The nervous system is dependent upon thyroid hormones for normal development, and we previously reported that developmental Aroclor 1254 (A1254) exposure caused hypothyroxinemia, hearing loss and other behavioral changes in rats. (Goldey et al., 1995a; Herr et al., 1996). The hypothesis that A1254-induced hypothyroxinemia may have contributed to the observed functional changes was tested in primiparous Long-Evans rats given daily oral doses of corn oil (control) or 8 mg/kg of Aroclor 1254 from gestation day (GD) 6 through postnatal day (PND) 21. In addition, from PND 4 to PND 21, all pups in one-half of the litters received daily, subcutaneous injections of saline or 100 micrograms/kg thyroxine (T4), to yield four groups of litters: corn oil plus saline (CO-S),. corn oil plus T4 (CO-T4), Aroclor 1254 plus saline (PCB-S), and Aroclor 1254 plus T4 (PCB-T4). We measured thyroid hormone concentrations (T4 and T3) in serum collected from 7-, 14-, and 21-day-old pups. The kinetics of the injected T4 were also monitored in the CO-T4 and PCB-T4 groups on PND 7 and 21 by measuring T4 and T3 at 1, 3, 5, 8, and 24 h after injection. Circulating T4 concentrations were dramatically depleted in the PCB-S group relative to CO-S. The kinetics study indicated that T4 therapy raised circulating T4 concentrations following in the PCB-T4 pups to near CO-S concentrations, but only for approximately 6 h postinjection, and T4 concentrations fell precipitously thereafter to near PCB-S concentrations. In accord with previous studies, PCB-S pups showed early eye opening, an effect which was exacerbated by T4 injection (in both the CO-T4 and the PCB-T4 groups). Motor activity (figure-eight maze) testing also replicated our finding of an age-dependent, transient reduction in motor activity on PND 15 that was significantly attenuated in the PCB-T4 group. Similarly, we again found reduced acoustic startle amplitudes on PND 23 and low-frequency (1 kHz) hearing loss in animals tested as adults (the latter determined by reflex modification audiometry). Importantly, the hearing loss at 1 kHz in PCB-exposed animals was significantly attenuated by T4 replacement therapy. These data suggest the hypothesis that hypothyroxinemia is involved in PCB-induced alterations in motor and auditory function, while other effects (e.g., eye opening) appear to have a different mechanism of action.
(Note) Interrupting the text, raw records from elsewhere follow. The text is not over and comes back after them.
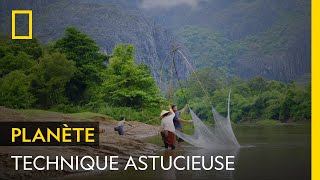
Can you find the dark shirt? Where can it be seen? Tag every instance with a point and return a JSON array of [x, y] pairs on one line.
[[177, 124]]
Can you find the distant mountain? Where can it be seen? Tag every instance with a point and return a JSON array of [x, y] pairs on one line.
[[107, 23], [268, 38], [246, 38]]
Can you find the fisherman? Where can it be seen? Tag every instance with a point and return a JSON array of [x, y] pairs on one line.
[[167, 127], [177, 121], [120, 127]]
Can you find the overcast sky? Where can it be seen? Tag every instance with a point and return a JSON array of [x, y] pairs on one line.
[[169, 3]]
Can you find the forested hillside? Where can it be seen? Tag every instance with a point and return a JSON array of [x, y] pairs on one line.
[[108, 24], [246, 37]]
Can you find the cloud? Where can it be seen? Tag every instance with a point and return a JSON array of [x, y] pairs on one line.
[[168, 3]]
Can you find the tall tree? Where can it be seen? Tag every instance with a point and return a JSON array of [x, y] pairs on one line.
[[128, 84], [84, 51], [49, 78]]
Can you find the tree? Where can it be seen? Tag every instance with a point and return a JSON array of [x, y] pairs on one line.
[[49, 78], [84, 51], [22, 61], [15, 90], [128, 84]]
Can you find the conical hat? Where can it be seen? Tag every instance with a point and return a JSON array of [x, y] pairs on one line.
[[163, 112]]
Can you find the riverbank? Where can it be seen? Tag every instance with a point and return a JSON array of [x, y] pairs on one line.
[[111, 144]]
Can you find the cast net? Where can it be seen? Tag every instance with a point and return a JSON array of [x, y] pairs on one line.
[[220, 136]]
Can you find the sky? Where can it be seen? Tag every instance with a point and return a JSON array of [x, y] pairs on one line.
[[148, 4]]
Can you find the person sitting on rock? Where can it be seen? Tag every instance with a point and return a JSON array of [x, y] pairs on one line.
[[167, 128], [120, 127]]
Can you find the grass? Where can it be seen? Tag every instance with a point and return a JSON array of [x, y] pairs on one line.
[[87, 115], [36, 112]]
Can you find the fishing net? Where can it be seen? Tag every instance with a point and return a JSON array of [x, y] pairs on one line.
[[220, 136]]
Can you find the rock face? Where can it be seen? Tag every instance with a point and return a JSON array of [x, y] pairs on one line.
[[107, 23], [268, 38], [263, 38]]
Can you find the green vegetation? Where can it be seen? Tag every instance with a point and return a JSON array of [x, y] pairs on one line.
[[72, 76], [252, 100]]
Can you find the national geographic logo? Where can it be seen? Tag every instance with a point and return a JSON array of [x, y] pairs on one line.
[[49, 134]]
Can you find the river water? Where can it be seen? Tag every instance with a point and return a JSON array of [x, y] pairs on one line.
[[272, 152]]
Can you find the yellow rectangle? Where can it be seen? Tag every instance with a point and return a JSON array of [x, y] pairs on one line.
[[27, 12]]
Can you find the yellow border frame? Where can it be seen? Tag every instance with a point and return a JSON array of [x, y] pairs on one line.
[[29, 13], [315, 71]]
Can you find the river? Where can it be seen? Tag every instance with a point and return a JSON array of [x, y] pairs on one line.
[[267, 152]]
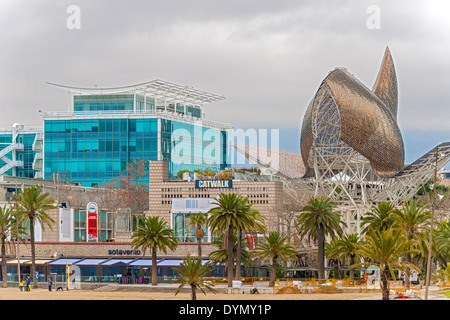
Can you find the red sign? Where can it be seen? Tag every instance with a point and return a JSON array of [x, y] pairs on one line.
[[92, 224]]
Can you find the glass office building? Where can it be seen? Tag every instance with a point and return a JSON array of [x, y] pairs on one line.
[[106, 129], [21, 151]]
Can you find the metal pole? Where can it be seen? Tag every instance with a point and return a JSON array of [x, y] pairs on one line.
[[428, 276]]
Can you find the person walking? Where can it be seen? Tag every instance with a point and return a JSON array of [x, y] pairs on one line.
[[50, 282]]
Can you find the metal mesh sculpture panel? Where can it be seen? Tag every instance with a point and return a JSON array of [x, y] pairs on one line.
[[366, 123]]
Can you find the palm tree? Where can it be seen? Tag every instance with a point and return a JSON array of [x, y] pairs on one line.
[[413, 220], [192, 272], [384, 248], [230, 214], [256, 224], [317, 220], [153, 234], [442, 243], [275, 246], [198, 220], [32, 206], [9, 227], [331, 253], [346, 247]]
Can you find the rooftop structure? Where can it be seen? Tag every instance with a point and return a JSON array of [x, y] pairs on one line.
[[106, 129]]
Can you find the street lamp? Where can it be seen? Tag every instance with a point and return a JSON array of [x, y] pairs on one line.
[[428, 275]]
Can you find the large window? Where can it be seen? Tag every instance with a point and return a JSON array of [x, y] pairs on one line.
[[94, 151], [105, 226], [184, 232]]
神经系统的正常发育依赖于甲状腺激素,我们之前报道过,发育期接触艾氏剂1254(A1254)会导致大鼠甲状腺素血症、听力丧失及其他行为改变。(戈尔迪等人,1995年a;赫尔等人,1996年)。我们对初产的长-伊斯特曼大鼠进行了试验,从妊娠第6天(GD)至出生后第21天(PND),每天经口给予玉米油(对照)或8毫克/千克的艾氏剂1254,以验证A1254诱导的甲状腺素血症可能导致所观察到的功能变化这一假说。此外,从PND 4至PND 21,半数窝中的所有幼崽每天接受皮下注射生理盐水或100微克/千克甲状腺素(T4),从而产生四组幼崽:玉米油加生理盐水(CO-S)、玉米油加T4(CO-T4)、艾氏剂1254加生理盐水(PCB-S)和艾氏剂1254加T4(PCB-T4)。我们测量了从7日龄、14日龄和21日龄幼崽采集的血清中的甲状腺激素浓度(T4和T3)。在PND 7和21时,通过在注射后1、3、5、8和24小时测量T4和T3,还监测了CO-T4组和PCB-T4组中注射T4的动力学。与CO-S组相比,PCB-S组的循环T4浓度显著降低。动力学研究表明,T4治疗使PCB-T4组幼崽注射后的循环T4浓度升高至接近CO-S组的浓度,但仅在注射后约6小时内如此,此后T4浓度急剧下降至接近PCB-S组的浓度。与之前的研究一致,PCB-S组幼崽睁眼较早,T4注射(CO-T4组和PCB-T4组均如此)加剧了这种效应。运动活动(8字形迷宫)测试也重现了我们之前的发现,即PND 15时运动活动出现与年龄相关的短暂降低,而PCB-T4组这种降低明显减弱。同样,我们再次发现PND 23时听觉惊吓幅度降低,以及成年期测试的动物出现低频(1千赫)听力丧失(后者通过反射修正听力测定法确定)。重要的是,T4替代疗法显著减轻了接触PCB动物的1千赫听力丧失。这些数据提示了这样一种假说,即甲状腺素血症参与了PCB诱导的运动和听觉功能改变,而其他效应(如睁眼)似乎具有不同作用机制。